А то, что присудили Нобелевскую премию именно Модиано, – на мой взгляд, шведское жюри очень четко, тонко почувствовало настроение не просто французского читателя, а французов вообще. Потому что Модиано – это очень специфический, особый писатель. Его герои ищут свои идентичности в прошлом, и это их прошлое соотносится очень часто к такому "черному" периоду истории страны, как гитлеровская оккупация. Сам же он родился в 1945 году. Его отец – еврей, поэтому оккупацию он пережил, естественно, нелегко. И Модиано об этом знал от отца. Но этот период и отношение людей друг к другу, к самим себе, к обстановке того времени – это для Модиано стало, если хотите, моральным компасом. Его сравнивают сейчас с Марселем Прустом. Конечно, это разного масштаба писатели, но Марсель Пруст искал утраченное время вполне реальное, которое было, и он к нему имел прямое отношение – к аристократической, старой, умиравшей Франции. А Модиано вспоминал о времени, которого он сам не знал. Но моральную, психологическую, страшную травму, по-моему, самую тяжелую в истории Франции он очень тяжело переживал. И перенес ее из политики в отношения людей, в их попытки себя позиционировать в отношении очень крупных, тяжелых моральных проблем. Вот это, собственно, его главная тема.

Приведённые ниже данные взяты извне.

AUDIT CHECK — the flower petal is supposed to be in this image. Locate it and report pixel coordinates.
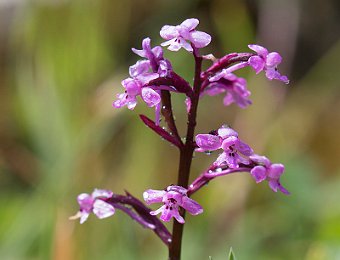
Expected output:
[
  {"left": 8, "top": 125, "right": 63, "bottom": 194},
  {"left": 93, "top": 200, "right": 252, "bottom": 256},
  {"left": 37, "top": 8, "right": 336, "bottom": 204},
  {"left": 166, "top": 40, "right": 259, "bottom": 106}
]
[
  {"left": 77, "top": 193, "right": 93, "bottom": 212},
  {"left": 195, "top": 134, "right": 221, "bottom": 151},
  {"left": 223, "top": 92, "right": 235, "bottom": 106},
  {"left": 152, "top": 46, "right": 163, "bottom": 59},
  {"left": 166, "top": 185, "right": 187, "bottom": 195},
  {"left": 268, "top": 179, "right": 279, "bottom": 192},
  {"left": 172, "top": 209, "right": 185, "bottom": 224},
  {"left": 159, "top": 206, "right": 173, "bottom": 222},
  {"left": 160, "top": 25, "right": 178, "bottom": 40},
  {"left": 143, "top": 189, "right": 166, "bottom": 205},
  {"left": 236, "top": 140, "right": 253, "bottom": 156},
  {"left": 150, "top": 205, "right": 165, "bottom": 216},
  {"left": 250, "top": 166, "right": 267, "bottom": 183},
  {"left": 225, "top": 153, "right": 239, "bottom": 168},
  {"left": 122, "top": 78, "right": 141, "bottom": 96},
  {"left": 221, "top": 136, "right": 238, "bottom": 150},
  {"left": 249, "top": 154, "right": 271, "bottom": 167},
  {"left": 248, "top": 56, "right": 265, "bottom": 74},
  {"left": 189, "top": 31, "right": 211, "bottom": 48},
  {"left": 141, "top": 87, "right": 161, "bottom": 107},
  {"left": 80, "top": 212, "right": 90, "bottom": 224},
  {"left": 248, "top": 44, "right": 268, "bottom": 57},
  {"left": 92, "top": 200, "right": 115, "bottom": 219},
  {"left": 131, "top": 37, "right": 150, "bottom": 58},
  {"left": 126, "top": 98, "right": 137, "bottom": 110},
  {"left": 266, "top": 52, "right": 282, "bottom": 67},
  {"left": 278, "top": 182, "right": 290, "bottom": 195},
  {"left": 181, "top": 40, "right": 193, "bottom": 52},
  {"left": 214, "top": 152, "right": 227, "bottom": 166},
  {"left": 180, "top": 196, "right": 203, "bottom": 215},
  {"left": 267, "top": 164, "right": 284, "bottom": 179},
  {"left": 129, "top": 60, "right": 151, "bottom": 77},
  {"left": 180, "top": 18, "right": 199, "bottom": 30},
  {"left": 217, "top": 127, "right": 238, "bottom": 138},
  {"left": 91, "top": 189, "right": 113, "bottom": 199}
]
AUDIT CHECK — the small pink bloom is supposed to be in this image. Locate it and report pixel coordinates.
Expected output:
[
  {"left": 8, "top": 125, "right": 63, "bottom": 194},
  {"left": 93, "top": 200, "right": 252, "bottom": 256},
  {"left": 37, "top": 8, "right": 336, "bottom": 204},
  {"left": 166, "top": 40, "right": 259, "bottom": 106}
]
[
  {"left": 203, "top": 71, "right": 252, "bottom": 109},
  {"left": 160, "top": 18, "right": 211, "bottom": 52},
  {"left": 248, "top": 44, "right": 289, "bottom": 84},
  {"left": 113, "top": 60, "right": 161, "bottom": 110},
  {"left": 195, "top": 126, "right": 253, "bottom": 168},
  {"left": 250, "top": 154, "right": 289, "bottom": 194},
  {"left": 70, "top": 189, "right": 115, "bottom": 224},
  {"left": 143, "top": 185, "right": 203, "bottom": 224}
]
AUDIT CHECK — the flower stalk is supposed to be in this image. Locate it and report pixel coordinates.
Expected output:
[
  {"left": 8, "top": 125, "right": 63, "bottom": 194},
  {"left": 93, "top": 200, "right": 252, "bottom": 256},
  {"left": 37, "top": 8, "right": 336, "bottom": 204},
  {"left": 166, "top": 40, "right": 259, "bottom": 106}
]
[{"left": 72, "top": 17, "right": 290, "bottom": 260}]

Владимир Кара-Мурза: Юрий Михайлович, вы прожили во французской эмиграции некоторый отрезок своей жизни. Помогают ли протекционистские меры, которые французские власти применяют для защиты своей культуры, в частности кинематографа? Не секрет, что многие подозревают французскую нацию в том, что она уже поддалась под этническим напором с Востока. Удается ли им сохранить в неприкосновенности классические образцы французской прозы, в частности сегодняшнего лауреата?
Юрий Кублановский: О неприкосновенности, конечно, сказать нельзя ни в коем случае. Французская культура – часть европейской. А вся европейская культура находится сейчас в большом кризисе. Это уже литература постхристианского мира, постхристианской цивилизации, которая ищет себя на новых путях. Я все-таки считаю, что нынешняя не только российская, но и французская литература ниже не только той, что была в XIX столетии, но и той, что была в первой половине ХХ века.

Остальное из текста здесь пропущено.